Le verdict a surpris, mais surtout choqué beaucoup de gens. C’est émotif, à chaud. Quelques voix s’élèvent, appellent au calme. Marie-Claude Lortie, Yves Boisvert, Véronique Robert.
Les tribunes publiques se font aller, et avec elles, selon le degré d’habileté de l’animateur, les pires commentaires comme les plus fins se mélangent. Une cacophonie publique de gérants d’estrade, qui se sont forgés une idée à travers les bribes dévoilées par les médias et qui avaient, souventes fois, condamné d’avance le méchant docteur.
Bien sûr, je pense à la mère, d’une dignité remarquable. Dans les mêmes circonstances, je ne sais pas si je serais capable d’autant de dignité. Elle a choisi, à mon avis, la seule voie pour s’en sortir, si on peut se sortir d’un tel drame: s’accrocher, pas à la vengeance, mais à la vie et à ce qui lui reste de ses enfants, le souvenir des bons moments.
Je pense aux enfants aussi.
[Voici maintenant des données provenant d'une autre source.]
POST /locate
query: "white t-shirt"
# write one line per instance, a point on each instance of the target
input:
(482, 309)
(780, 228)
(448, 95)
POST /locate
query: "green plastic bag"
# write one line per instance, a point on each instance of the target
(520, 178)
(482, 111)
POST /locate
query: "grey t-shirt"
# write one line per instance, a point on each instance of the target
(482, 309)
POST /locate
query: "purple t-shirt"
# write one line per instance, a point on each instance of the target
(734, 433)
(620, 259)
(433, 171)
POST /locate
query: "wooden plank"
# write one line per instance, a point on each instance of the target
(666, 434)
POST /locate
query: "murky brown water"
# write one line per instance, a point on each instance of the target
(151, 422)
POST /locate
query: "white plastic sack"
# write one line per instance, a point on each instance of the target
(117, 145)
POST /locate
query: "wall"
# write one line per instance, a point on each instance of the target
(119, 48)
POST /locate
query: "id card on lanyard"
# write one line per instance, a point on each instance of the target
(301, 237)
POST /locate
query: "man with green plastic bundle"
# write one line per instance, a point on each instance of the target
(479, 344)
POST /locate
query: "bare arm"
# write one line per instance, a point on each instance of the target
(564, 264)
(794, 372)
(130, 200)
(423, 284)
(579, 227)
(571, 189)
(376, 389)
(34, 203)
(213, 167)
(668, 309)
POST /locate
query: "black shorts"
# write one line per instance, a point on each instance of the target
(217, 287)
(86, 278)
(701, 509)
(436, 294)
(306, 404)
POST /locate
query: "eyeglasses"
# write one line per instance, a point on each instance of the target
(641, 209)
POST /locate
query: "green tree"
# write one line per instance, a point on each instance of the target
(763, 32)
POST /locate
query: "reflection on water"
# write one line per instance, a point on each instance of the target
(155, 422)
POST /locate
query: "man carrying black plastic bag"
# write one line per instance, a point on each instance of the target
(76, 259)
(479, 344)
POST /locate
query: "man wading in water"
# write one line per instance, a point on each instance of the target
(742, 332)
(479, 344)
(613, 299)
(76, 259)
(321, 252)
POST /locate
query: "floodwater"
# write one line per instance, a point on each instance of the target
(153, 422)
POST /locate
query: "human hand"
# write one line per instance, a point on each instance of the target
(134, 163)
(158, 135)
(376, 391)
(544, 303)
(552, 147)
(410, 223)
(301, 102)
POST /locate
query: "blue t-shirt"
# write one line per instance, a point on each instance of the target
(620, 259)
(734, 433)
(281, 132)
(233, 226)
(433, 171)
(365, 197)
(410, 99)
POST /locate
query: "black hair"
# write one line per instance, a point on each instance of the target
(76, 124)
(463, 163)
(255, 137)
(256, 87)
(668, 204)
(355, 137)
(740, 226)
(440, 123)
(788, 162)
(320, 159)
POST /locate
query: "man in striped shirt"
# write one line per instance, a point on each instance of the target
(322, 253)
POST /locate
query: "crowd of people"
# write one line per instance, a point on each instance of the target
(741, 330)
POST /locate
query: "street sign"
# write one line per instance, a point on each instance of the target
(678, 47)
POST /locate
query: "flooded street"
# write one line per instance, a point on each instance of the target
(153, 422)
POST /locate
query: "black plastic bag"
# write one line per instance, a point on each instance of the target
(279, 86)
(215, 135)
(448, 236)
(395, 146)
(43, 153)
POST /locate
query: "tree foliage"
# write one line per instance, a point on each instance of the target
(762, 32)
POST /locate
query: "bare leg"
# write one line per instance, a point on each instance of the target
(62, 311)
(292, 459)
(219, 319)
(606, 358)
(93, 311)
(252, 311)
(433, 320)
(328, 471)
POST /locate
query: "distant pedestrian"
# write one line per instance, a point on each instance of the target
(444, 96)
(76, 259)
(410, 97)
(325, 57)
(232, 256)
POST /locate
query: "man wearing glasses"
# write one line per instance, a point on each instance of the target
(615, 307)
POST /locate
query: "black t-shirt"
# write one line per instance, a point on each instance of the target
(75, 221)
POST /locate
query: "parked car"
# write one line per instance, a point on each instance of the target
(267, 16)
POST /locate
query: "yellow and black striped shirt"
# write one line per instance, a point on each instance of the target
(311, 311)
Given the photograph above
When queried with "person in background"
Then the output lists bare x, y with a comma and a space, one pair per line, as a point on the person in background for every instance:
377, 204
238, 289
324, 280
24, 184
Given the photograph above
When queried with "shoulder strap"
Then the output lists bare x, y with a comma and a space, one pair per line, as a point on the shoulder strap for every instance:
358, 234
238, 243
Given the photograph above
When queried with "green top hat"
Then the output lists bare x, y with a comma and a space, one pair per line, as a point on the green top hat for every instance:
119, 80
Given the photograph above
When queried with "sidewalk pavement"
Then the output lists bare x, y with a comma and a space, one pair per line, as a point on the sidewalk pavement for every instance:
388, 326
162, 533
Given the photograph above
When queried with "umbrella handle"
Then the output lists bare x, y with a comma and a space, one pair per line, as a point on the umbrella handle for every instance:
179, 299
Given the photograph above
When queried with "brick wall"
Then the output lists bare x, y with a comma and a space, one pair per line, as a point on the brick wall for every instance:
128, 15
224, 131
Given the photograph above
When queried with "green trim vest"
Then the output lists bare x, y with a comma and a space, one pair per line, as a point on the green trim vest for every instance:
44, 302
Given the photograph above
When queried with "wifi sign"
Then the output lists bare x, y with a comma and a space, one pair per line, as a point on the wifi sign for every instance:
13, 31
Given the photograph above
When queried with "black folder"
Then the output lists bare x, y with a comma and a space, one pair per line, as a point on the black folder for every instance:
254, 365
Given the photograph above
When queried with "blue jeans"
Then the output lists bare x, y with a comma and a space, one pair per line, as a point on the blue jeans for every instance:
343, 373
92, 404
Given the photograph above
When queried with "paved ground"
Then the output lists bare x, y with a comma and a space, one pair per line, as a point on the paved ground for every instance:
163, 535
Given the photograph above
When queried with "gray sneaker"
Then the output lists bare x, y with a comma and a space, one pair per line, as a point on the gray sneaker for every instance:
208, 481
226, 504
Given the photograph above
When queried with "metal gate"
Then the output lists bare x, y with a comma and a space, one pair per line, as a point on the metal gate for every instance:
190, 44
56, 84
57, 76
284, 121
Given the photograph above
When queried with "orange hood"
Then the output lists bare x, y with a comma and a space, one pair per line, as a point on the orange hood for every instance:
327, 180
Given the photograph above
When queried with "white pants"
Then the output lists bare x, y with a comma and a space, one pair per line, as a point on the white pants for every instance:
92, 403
Qui n’auront pas la chance de grandir. Qui n’ont pas dû comprendre pourquoi ce papa, tout à coup, leur voulait du mal. Je n’ai pas pu expliquer à MM pourquoi, quand on aime, on devient à ce point méchant, au moment du drame. Je suis contente qu’elle soit absente, ces jours-ci. Je n’aurais pas pu expliquer cette fois encore, je n’ai pas plus les mots qu’en 2009.
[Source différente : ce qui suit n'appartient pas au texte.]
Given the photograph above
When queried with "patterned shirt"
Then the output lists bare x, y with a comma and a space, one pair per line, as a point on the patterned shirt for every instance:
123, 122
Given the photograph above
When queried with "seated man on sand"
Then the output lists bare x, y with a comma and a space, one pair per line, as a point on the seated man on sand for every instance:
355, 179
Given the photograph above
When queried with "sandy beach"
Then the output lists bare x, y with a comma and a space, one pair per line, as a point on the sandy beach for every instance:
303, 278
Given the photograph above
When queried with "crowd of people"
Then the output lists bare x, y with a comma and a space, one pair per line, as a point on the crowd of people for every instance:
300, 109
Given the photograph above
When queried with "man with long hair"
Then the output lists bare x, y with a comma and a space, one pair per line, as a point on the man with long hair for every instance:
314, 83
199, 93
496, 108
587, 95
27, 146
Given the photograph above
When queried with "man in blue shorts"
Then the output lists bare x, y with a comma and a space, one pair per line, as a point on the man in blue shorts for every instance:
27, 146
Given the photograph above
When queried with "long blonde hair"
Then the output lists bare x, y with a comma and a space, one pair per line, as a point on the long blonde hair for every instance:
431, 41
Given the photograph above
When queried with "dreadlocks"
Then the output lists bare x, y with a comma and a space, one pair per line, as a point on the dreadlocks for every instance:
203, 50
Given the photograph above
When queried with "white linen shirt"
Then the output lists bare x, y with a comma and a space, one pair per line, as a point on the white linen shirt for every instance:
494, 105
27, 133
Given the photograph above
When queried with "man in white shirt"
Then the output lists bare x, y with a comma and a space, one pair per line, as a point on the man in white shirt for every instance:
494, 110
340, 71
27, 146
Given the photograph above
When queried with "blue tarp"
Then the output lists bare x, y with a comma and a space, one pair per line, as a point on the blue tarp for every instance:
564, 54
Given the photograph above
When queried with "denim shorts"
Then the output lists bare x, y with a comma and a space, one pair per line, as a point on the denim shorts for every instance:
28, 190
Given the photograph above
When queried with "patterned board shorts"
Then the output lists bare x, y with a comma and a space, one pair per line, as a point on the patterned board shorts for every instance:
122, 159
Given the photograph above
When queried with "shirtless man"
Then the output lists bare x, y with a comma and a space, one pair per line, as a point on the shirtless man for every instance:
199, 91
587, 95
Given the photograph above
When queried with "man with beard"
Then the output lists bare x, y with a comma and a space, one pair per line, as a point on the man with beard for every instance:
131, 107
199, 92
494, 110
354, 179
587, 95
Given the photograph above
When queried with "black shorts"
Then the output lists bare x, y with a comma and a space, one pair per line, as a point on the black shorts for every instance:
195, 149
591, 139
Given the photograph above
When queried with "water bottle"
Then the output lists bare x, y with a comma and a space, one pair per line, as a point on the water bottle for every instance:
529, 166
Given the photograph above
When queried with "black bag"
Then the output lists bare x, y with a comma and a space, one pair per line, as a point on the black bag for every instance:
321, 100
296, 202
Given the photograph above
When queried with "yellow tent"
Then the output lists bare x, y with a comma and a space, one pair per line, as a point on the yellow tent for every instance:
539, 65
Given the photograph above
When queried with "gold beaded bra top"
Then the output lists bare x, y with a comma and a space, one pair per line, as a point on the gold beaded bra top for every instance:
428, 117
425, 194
Je pense aussi aux jurés. Ils ont eu du courage. Si, du courage. Ils devaient savoir que ce verdict ne les rendraient pas populaires. Je ne sais pas, cependant, s’ils avaient anticipé cette déferlante de colère et de jugements sur leur propre jugement. Je ne peux pas oublier que depuis 3 mois, ils vivent quotidiennement avec les détails horribles, les images sanglantes, la vue de deux adultes défaits, le souvenir de deux adorables enfants. Ils ont eu à faire l’effort de passer par-dessus la réaction instinctive que nous avons tous devant une telle tuerie, incompréhensible. Celle de vouloir faire souffrir le méchant docteur. Et pourtant, ils ont pris le temps de bien comprendre les méandres juridiques, les avis d’experts en psychiatrie. Se sont-ils fait emberlificoter, comme plusieurs le prétendent? Ces jurés, ce sont des gens comme vous et moi. Ça aurait pu être vous ou moi. Je ne sais pas si j’en aurais été capable. Je n’ai pas envie de les « blaster » ce soir. J’ai plutôt envie de leur lever mon chapeau.
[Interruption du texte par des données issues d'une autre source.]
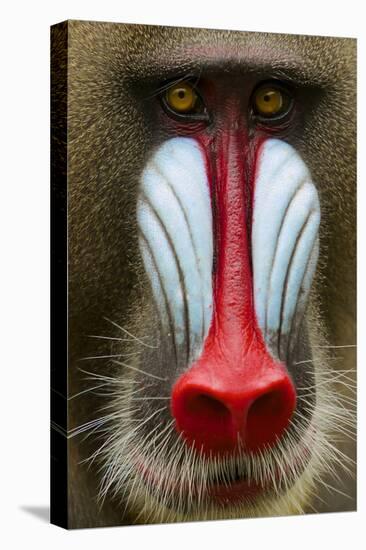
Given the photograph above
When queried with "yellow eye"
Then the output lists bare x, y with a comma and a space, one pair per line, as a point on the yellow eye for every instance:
181, 97
270, 101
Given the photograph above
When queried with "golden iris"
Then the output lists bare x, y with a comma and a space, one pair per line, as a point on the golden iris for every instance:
181, 97
269, 101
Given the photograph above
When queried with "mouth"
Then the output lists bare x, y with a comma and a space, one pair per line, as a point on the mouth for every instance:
225, 490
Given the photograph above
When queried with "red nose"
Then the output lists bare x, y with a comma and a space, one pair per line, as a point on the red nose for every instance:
215, 407
236, 390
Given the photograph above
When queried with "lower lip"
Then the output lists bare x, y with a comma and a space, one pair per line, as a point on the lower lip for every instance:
221, 494
230, 494
225, 494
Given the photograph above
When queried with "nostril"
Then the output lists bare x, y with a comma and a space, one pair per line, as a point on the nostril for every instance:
207, 410
268, 416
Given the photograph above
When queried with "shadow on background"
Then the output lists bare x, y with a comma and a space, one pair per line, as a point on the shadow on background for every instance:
40, 512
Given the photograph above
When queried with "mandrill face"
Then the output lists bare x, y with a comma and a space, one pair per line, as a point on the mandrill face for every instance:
211, 263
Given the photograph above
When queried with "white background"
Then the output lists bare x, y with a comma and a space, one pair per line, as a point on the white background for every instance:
24, 273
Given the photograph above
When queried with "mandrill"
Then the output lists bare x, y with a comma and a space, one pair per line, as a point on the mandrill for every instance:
208, 202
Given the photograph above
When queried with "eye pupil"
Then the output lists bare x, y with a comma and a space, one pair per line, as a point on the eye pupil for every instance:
271, 101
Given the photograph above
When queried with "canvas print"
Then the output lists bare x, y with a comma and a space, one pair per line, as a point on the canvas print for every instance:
203, 274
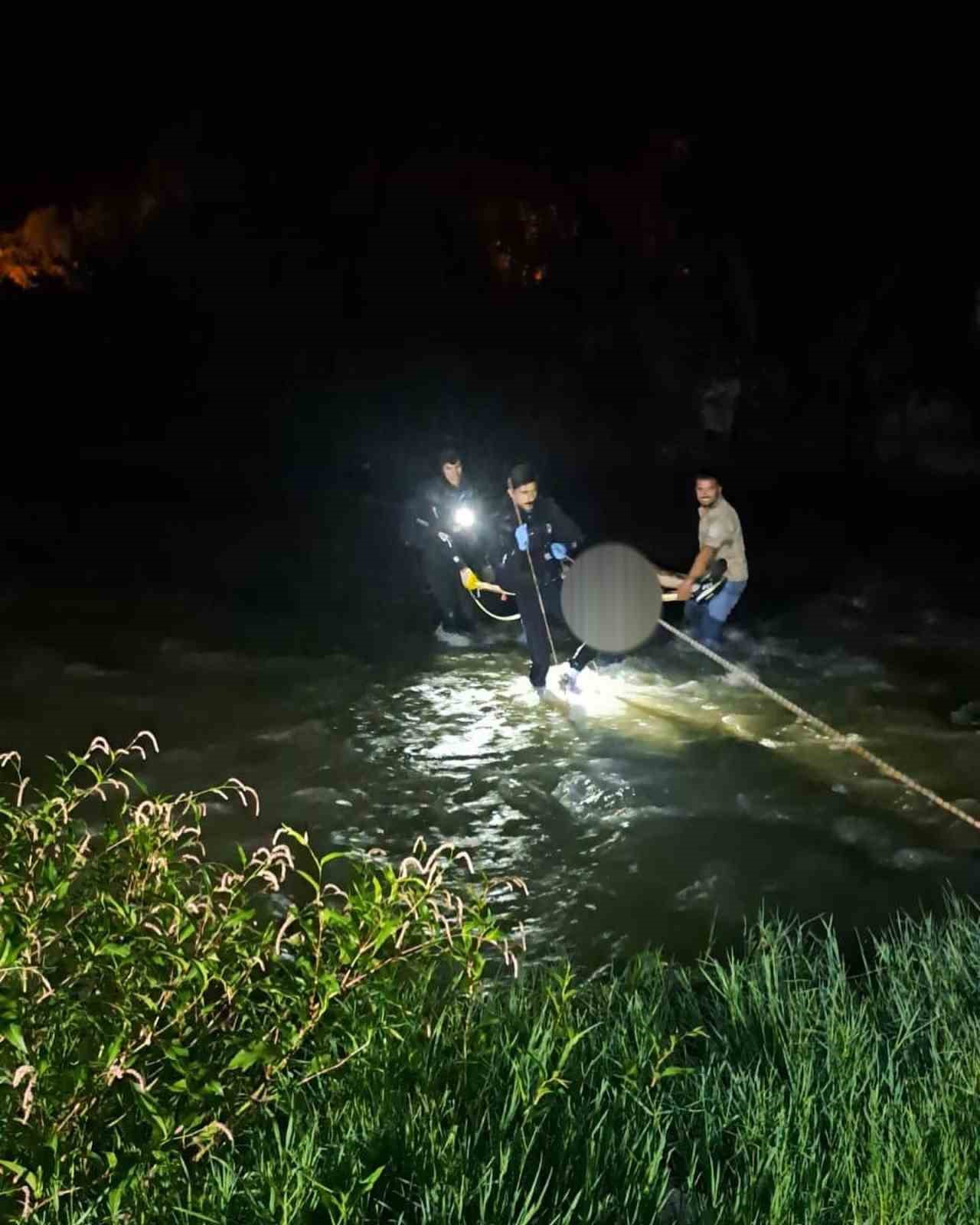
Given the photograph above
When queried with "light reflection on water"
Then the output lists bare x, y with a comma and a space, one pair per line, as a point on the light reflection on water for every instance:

J’ai aussi pensé à l’avocat, Me Poupart. Ma route a autrefois côtoyé la sienne, dans un environnement professionnel. Un homme charmant, intelligent, redoutablement intelligent. Et humain, très humain. Ça ne m’a pas surpris quand j’ai su qu’il avait pris la cause. Si quelqu’un pouvait réussir, c’était lui. Mais encore fallait-il qu’il soit intimement convaincu que son client avait réellement disjoncté ce soir là. Pour le peu que je connaisse de lui, je ne crois pas qu’il aurait pu défendre l’indéfendable. Assumer une défense difficile, oui, mais pas défendre l’indéfendable.
Et je pense aussi à lui. Au méchant docteur. À tous ceux qui souhaiteraient le voir croupir en prison, je réponds que sa prison, il l’aura en dehors. Tous les matins, il devra regarder l’homme qui a tué les enfants qu’il aimait. Tous les jours de sa vie, il devra faire face au mépris des autres. Il ne pourra plus pratiquer, ne pourra pas s’exiler, et ne pourra jamais oublier ni se faire oublier. Son enfer quotidien sera pire, à mon sens, que d’être enfermé aux frais des contribuables.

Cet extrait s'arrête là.